E choveu sem parar por vários dias.

A água invadiu a casa através do telhado podre.

O cheiro de mofo contaminou o ar.

E quando o sol voltou, trouxe consigo, sem aviso e sem preparo, a filha de Paulo, acompanhada de um caminhão de mudanças.

Diante do olhar aterrorizado do homem, toda a tralha foi sendo retirada da casa.

E em poucas horas, a velha moradia estava vazia, restando apenas o fedor do banheiro e as lembranças impregnadas nas paredes.

Como um fantoche defeituoso e descorado, Paulo foi jogado num asilo.

Em pouco tempo, seus dias contados chegaram ao fim.

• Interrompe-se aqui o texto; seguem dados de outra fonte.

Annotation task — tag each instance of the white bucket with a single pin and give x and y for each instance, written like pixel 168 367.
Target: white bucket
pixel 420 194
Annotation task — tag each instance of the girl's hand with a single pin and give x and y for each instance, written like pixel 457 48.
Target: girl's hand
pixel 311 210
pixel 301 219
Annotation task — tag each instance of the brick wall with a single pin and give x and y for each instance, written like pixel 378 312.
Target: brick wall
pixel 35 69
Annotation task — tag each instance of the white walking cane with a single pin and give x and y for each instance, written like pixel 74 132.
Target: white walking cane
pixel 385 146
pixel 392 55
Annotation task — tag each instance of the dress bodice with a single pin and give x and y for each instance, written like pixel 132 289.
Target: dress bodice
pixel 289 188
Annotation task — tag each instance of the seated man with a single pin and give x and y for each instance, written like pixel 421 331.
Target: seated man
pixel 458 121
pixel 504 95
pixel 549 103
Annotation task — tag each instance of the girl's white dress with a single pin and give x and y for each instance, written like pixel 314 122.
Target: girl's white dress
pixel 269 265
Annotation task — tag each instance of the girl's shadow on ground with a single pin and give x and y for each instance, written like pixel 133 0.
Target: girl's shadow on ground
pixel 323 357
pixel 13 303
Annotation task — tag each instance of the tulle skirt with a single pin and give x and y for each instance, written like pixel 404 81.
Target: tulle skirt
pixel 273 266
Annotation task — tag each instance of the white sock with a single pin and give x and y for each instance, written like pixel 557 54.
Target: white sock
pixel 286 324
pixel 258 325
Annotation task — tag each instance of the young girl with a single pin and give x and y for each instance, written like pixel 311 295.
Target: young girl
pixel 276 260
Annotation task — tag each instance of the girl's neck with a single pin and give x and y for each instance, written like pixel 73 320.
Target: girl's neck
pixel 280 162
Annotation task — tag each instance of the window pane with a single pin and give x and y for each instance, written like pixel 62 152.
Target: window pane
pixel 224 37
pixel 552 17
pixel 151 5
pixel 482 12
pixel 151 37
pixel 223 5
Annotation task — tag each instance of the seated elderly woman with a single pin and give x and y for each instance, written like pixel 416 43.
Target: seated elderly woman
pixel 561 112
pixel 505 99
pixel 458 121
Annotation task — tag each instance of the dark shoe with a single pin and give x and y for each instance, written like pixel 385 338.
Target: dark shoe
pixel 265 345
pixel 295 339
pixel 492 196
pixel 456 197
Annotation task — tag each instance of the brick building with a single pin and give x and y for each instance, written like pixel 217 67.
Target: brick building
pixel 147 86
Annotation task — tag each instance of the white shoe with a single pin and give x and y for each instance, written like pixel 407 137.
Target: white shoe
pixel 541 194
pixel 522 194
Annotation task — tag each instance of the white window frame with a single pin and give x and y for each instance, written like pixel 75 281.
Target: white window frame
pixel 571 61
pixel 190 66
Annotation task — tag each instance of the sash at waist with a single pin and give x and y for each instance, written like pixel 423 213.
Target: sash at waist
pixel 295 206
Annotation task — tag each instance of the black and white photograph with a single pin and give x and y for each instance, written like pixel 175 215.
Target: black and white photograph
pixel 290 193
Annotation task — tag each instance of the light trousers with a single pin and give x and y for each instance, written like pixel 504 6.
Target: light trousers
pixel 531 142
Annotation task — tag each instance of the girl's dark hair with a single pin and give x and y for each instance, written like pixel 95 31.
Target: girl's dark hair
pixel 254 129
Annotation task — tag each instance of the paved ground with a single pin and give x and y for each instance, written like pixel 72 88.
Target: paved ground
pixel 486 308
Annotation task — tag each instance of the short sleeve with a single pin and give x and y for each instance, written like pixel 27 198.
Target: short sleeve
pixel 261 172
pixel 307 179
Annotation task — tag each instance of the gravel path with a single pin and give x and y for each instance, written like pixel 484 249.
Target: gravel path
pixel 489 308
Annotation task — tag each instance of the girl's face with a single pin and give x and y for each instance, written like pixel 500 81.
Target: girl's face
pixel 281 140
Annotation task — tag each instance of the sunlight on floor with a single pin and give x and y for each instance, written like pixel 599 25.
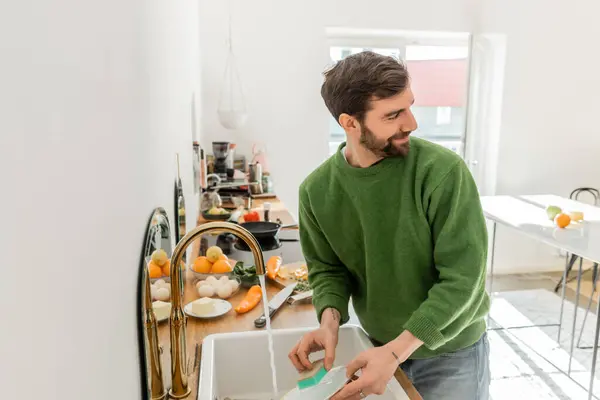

Veio Pedro, veio Roberto e veio Januário; todos eles vestidos em suas melhores roupas, mas, ainda assim, fedendo a suor e cerveja.

Veio Ivete, metida numa vestido preto, muito séria e muito triste.

Veio até Dona Rosinha, a esposa, desfiando o seu interminável terço.

Mas, Paulo afastava as imagens do passado com gestos débeis e descontrolados, pois não desejava ir embora.

Queria de volta os seus passeios ensolarados nas calçadas do velho bairro.

Queria de volta a sensação de aconchego da velha casa.

E enquanto era arrastado pela morte, olhou para a filha, e ainda pediu e implorou.

- Devolve! Devolve!

Muitos anos se passaram.

O terreno vazio passou de mão em mão.

Foi vendido e comprado.

Foi comprado e vendido.

Vive coberto por um matagal muito alto e um enorme ponto de interrogação.